After a slow start to the season, the Yankees have climbed back to .500 following a convincing sweep of the lowly Tigers. While it has been far from pretty, the team finds itself just 2.5 games behind the division-leading Red Sox one month into the season.

The offense, which has started to show signs of life in recent weeks, is still struggling to reach the standard expected in the Bronx. But the pitching staff has been phenomenal to start the year, highlighted by a two-hit shutout of the Tigers yesterday. Over the course of the series, the Yankees staff pitched two shutouts, allowed just four runs on 13 hits, and struck out 43 batters over 27 innings.

And while the Yankees unfortunately won’t be able to face the putrid Tigers offense every night, the opening 28 games have given fans a lot to get excited about when it comes to the team’s rotation and bullpen. Pitching has plagued the Yankees for several seasons now, with the team failing to break into the top 10 ERAs in the league since 2017. Last year, the Yankees 4.35 team ERA and 4.39 FIP placed 17th and 12th in the league respectively. So far this season they rank 3rd in ERA (3.02) and 2nd in FIP (3.20).

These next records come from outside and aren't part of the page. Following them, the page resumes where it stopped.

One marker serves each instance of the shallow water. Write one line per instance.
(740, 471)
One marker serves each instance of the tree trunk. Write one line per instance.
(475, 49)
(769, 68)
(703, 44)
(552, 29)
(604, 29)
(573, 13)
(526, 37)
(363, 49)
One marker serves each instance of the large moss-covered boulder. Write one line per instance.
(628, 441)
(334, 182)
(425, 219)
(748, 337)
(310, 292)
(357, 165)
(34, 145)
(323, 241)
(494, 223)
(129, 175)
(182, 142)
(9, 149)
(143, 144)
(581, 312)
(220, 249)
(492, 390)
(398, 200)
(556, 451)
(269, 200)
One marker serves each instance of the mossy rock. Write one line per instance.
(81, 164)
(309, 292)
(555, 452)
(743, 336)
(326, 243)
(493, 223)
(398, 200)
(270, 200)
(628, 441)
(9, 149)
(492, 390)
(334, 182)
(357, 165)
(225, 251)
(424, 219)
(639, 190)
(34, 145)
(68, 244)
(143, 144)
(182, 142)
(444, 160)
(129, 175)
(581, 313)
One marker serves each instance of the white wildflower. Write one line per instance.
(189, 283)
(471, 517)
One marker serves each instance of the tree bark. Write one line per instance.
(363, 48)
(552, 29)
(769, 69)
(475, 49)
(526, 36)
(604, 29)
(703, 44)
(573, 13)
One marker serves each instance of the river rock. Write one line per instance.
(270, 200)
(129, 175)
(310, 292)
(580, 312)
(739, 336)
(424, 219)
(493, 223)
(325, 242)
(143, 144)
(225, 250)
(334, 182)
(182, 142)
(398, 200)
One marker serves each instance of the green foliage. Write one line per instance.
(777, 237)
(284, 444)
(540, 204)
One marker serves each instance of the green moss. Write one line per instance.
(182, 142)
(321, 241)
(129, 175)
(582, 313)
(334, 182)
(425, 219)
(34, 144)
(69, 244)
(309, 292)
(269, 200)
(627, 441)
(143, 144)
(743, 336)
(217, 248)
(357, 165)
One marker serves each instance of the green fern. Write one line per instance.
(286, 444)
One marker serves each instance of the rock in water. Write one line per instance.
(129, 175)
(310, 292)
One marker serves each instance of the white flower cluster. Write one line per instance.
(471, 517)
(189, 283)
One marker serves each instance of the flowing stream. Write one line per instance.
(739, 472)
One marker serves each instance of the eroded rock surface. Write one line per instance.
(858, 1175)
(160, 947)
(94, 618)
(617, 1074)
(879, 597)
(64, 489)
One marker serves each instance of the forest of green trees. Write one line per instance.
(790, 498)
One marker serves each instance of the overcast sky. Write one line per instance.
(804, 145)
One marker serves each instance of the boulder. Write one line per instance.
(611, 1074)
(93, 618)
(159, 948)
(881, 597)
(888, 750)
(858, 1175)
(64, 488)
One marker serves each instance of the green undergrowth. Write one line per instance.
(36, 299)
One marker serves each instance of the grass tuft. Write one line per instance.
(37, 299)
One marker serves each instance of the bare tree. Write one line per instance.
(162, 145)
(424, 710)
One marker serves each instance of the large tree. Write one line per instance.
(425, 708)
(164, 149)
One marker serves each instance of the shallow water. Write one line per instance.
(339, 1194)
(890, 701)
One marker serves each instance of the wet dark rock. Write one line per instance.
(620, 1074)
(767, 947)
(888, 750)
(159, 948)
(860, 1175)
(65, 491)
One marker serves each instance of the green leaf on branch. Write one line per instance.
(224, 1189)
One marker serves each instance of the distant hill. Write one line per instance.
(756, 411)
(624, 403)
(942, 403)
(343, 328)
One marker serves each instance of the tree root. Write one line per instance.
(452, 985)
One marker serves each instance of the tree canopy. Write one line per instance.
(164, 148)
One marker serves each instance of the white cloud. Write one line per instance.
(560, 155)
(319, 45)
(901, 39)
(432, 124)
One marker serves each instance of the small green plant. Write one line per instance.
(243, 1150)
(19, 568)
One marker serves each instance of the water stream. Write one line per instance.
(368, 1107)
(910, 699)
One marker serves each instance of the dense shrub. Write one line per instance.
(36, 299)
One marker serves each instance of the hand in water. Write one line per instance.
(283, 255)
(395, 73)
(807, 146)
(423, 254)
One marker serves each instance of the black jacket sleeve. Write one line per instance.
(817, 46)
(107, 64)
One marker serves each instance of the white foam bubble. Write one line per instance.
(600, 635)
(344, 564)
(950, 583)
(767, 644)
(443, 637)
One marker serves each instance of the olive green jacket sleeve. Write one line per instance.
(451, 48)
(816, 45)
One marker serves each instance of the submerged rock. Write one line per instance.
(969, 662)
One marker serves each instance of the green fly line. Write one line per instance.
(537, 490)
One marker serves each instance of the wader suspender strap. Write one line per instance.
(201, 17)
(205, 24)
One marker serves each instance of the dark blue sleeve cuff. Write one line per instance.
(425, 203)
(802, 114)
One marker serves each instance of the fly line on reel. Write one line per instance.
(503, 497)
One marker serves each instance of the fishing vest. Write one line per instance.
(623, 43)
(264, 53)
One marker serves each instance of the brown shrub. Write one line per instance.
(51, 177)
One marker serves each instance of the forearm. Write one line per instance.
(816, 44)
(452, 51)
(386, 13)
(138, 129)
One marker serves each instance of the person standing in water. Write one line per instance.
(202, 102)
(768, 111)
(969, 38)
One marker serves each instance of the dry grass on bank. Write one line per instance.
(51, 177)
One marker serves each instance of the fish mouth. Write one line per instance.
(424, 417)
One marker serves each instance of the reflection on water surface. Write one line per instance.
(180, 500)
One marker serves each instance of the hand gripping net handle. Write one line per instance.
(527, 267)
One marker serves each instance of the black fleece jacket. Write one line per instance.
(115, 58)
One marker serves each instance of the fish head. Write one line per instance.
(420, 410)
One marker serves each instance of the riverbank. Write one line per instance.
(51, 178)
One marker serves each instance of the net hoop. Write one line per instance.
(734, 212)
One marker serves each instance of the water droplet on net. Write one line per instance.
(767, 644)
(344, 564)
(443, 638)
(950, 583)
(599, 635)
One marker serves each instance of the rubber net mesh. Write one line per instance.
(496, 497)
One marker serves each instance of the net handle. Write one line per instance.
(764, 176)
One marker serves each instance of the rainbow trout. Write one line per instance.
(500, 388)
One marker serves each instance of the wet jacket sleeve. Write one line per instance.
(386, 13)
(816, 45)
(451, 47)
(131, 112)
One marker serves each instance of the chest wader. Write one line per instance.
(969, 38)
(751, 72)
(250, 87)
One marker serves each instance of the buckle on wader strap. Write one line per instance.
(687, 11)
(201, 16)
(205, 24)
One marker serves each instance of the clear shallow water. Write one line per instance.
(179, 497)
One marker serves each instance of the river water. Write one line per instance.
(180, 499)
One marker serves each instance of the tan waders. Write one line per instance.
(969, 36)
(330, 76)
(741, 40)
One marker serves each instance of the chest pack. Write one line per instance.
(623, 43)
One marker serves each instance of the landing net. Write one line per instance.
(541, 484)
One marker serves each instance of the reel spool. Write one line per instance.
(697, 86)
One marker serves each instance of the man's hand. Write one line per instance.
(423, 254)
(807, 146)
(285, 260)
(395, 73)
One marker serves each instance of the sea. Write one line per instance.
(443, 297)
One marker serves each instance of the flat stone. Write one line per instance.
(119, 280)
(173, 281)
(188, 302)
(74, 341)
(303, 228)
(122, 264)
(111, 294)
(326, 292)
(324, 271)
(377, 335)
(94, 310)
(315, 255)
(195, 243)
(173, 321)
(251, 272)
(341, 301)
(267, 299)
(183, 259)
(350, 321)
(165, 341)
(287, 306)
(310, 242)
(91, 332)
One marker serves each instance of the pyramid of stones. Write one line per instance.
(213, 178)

But many fans, myself included, will surely be skeptical that the early success can continue and, most importantly, be sustained in the playoffs. In order to get a sense of the numbers behind the Yankees hot start, I analyze some of the key members of the staff to see whose strong starts seem likely to be maintained over the course of the year.

The Unhittables

On a team filled with strong performers, two pitchers have stood above the crowd to establish themselves as among the best in the league. I am talking, of course, about Gerrit Cole and Aroldis Chapman, two guys building on already sterling careers to raise themselves to new heights so far this year.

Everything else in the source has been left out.